The state’s claim notes that the Dali lost power twice while at the dock before departing Baltimore, but did not report the outages to authorities as required.
After the Dali left its berth in the middle of the night on March 26, it lost power again due to a loose connection in the electrical switchboard, causing a loss of propulsion and steering, the state wrote. After the power flickered on briefly, it went out again.
“The defects in the DALI’s equipment that caused these repeated blackouts also compromised the ship’s ability to restore power and caused her essential navigation and safety capabilities to likewise fail,” the state wrote.
Bay pilots who were aboard the ship to direct it through the tricky shipping channel ordered the Dali crew to engage the bow thruster to steer away from the bridge, but were told it was “unavailable,” the state wrote. And an order from the pilots to drop the ship’s anchor was thwarted because it wasn’t ready to be released, the state wrote.

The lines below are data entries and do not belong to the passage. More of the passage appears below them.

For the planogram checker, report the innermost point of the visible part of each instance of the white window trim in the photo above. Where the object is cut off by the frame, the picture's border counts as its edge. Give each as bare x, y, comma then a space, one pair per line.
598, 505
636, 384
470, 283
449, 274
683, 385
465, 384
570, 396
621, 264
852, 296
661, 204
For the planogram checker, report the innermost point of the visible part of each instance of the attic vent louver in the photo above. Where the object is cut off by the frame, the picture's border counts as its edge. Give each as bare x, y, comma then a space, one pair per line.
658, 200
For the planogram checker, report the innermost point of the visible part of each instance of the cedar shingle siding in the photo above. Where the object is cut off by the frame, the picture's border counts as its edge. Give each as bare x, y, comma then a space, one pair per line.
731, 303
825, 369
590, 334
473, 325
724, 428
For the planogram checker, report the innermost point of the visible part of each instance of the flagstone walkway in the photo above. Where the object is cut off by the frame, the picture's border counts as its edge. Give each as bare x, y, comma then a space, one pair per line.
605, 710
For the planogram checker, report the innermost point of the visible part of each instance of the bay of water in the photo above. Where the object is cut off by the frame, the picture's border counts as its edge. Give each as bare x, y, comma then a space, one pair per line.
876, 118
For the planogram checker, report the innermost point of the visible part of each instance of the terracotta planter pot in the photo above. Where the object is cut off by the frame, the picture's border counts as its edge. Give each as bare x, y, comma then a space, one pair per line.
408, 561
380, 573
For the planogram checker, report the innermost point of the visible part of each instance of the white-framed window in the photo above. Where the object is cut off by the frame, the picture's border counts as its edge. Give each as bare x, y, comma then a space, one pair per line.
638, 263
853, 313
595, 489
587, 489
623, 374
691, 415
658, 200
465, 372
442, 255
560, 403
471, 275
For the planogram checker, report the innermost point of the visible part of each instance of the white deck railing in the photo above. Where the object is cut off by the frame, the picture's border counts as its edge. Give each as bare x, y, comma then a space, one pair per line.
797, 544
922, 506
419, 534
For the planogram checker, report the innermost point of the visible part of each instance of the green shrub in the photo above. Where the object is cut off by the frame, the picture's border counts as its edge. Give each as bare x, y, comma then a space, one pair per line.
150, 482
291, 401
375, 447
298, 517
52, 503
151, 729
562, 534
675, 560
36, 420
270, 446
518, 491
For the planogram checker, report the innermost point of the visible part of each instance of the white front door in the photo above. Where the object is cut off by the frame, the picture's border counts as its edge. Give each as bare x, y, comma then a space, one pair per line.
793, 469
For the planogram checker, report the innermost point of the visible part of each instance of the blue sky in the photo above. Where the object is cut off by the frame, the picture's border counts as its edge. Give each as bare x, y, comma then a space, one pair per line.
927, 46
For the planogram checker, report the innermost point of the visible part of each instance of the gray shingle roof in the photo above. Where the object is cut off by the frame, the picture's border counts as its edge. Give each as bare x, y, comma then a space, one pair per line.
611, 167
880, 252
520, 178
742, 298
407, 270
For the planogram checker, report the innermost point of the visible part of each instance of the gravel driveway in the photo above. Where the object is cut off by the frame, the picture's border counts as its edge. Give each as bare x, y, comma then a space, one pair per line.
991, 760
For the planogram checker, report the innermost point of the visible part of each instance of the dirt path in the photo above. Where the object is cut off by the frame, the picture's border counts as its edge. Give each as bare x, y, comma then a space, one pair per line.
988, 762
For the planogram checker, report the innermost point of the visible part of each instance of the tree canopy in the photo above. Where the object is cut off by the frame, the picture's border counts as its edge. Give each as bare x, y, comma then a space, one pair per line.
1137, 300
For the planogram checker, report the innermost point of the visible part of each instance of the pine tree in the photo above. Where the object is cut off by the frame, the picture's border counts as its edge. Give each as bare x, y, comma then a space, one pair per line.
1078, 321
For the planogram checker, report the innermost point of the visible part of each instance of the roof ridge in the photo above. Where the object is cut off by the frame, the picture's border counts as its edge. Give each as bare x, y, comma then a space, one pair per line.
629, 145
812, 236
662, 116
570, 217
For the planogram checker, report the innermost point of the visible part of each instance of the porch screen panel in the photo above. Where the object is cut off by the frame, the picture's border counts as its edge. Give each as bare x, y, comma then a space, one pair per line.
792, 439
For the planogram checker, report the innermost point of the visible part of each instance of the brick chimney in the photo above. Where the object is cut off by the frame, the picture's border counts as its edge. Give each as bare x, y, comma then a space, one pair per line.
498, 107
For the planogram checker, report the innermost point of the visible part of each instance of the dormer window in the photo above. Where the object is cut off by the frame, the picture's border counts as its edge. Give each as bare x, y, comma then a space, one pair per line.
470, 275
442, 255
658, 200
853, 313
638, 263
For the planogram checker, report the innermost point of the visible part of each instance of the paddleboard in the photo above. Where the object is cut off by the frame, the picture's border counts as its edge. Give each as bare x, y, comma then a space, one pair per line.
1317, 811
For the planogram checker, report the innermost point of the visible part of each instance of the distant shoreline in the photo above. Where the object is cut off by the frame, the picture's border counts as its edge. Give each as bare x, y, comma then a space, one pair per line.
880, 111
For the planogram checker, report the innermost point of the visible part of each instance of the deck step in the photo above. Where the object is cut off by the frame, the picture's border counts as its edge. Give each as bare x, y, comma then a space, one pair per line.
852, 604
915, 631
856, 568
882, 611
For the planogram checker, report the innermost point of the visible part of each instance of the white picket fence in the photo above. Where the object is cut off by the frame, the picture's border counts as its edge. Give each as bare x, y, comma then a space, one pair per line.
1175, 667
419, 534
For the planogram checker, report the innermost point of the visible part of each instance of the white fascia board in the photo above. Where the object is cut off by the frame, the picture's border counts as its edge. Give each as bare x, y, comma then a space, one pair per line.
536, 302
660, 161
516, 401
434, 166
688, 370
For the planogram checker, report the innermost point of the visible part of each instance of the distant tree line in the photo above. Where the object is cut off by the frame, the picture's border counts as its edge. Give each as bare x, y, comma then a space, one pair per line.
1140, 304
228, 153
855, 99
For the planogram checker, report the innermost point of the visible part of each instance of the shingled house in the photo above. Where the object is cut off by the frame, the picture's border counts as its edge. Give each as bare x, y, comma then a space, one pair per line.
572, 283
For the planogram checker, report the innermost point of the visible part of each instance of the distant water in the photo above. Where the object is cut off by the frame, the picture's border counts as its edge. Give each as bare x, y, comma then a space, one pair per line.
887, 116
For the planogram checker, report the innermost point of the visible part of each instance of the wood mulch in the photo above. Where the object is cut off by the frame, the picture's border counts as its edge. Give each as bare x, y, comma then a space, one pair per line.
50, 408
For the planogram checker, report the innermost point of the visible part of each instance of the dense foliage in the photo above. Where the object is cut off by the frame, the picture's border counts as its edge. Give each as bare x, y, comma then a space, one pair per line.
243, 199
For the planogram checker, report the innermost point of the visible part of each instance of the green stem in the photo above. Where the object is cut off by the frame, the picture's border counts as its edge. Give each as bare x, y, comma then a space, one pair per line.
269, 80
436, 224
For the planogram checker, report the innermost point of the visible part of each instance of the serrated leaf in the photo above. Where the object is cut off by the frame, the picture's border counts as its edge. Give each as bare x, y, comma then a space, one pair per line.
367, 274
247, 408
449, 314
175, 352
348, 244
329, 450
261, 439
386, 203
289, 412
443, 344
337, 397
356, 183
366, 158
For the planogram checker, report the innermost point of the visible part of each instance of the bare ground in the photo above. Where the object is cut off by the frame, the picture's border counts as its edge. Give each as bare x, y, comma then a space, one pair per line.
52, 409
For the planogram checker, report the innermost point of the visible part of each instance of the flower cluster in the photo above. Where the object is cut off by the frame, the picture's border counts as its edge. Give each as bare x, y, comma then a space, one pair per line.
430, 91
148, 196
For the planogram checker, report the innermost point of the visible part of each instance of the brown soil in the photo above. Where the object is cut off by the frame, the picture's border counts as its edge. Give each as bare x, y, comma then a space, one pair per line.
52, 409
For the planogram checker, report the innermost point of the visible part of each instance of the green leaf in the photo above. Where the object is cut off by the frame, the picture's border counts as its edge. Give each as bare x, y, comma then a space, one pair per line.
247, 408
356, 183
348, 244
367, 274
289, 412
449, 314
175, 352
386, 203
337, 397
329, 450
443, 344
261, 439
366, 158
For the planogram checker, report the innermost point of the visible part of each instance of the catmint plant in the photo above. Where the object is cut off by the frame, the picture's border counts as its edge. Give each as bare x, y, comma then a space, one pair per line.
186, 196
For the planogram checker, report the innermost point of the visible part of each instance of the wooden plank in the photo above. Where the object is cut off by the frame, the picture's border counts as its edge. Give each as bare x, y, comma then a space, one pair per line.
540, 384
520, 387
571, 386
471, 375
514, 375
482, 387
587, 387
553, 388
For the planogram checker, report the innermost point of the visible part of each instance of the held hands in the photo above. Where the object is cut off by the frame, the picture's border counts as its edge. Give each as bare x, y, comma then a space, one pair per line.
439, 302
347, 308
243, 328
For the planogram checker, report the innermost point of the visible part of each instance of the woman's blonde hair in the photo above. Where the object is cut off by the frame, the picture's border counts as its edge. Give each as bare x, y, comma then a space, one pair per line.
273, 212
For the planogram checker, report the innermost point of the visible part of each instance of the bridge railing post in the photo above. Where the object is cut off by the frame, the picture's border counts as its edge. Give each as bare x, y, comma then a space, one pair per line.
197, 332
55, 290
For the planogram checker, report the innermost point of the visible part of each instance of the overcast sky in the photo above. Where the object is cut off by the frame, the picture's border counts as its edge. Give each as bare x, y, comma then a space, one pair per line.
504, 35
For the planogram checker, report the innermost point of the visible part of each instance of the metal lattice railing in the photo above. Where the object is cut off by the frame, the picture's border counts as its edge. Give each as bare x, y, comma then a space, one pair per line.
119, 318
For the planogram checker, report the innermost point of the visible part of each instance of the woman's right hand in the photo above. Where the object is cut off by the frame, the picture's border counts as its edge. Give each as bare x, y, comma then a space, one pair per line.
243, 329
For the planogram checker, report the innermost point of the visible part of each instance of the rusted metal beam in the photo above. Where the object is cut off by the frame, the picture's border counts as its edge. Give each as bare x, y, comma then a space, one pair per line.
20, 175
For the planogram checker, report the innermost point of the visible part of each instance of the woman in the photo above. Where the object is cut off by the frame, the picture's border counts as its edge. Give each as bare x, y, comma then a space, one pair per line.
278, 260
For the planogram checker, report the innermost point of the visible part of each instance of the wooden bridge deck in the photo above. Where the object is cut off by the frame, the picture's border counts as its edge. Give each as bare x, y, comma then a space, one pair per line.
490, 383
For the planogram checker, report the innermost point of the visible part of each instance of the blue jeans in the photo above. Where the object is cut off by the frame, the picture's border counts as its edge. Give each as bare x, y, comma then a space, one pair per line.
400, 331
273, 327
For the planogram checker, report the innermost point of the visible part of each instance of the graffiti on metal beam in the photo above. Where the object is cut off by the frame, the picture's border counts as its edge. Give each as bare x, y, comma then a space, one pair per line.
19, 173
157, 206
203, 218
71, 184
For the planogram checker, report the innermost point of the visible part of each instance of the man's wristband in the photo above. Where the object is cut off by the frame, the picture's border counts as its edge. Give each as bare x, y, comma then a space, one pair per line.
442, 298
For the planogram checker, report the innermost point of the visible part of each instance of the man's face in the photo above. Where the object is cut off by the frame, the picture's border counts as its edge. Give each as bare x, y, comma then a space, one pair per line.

With no way to steer or slow the ship, it crashed into the Key Bridge, the state wrote.
“As a result of mismanagement, disinterest, and/or incompetency by the DALI’s owner and operator, many of the ship’s backup systems were removed, inoperable, and/or intentionally overridden,” the state’s lawyers wrote.
Earlier this year, the state hired multiple private law firms to help with the case, since it’s beyond the scope of expertise of lawyers in the Office of the Attorney General. The private law firms will be paid a percentage of any money that’s won for the state.
As the litigation plays out, investigations are still in progress by the National Transportation Safety Board and the FBI. FBI agents and Coast Guard officials on Saturday boarded a ship in Baltimore that’s also managed by Synergy Marine but did not disclose the purpose of the action aboard the Maersk Saltoro, other than to say it was part of an investigation.
And efforts continue to get Congress to agree to President Joe Biden’s pledge that the federal government would pay the full cost of rebuilding the bridge. Moore said more than 125 members of Congress have been contacted and he’s confident that they believe that the bridge is “bigger than politics” and will come through with funding.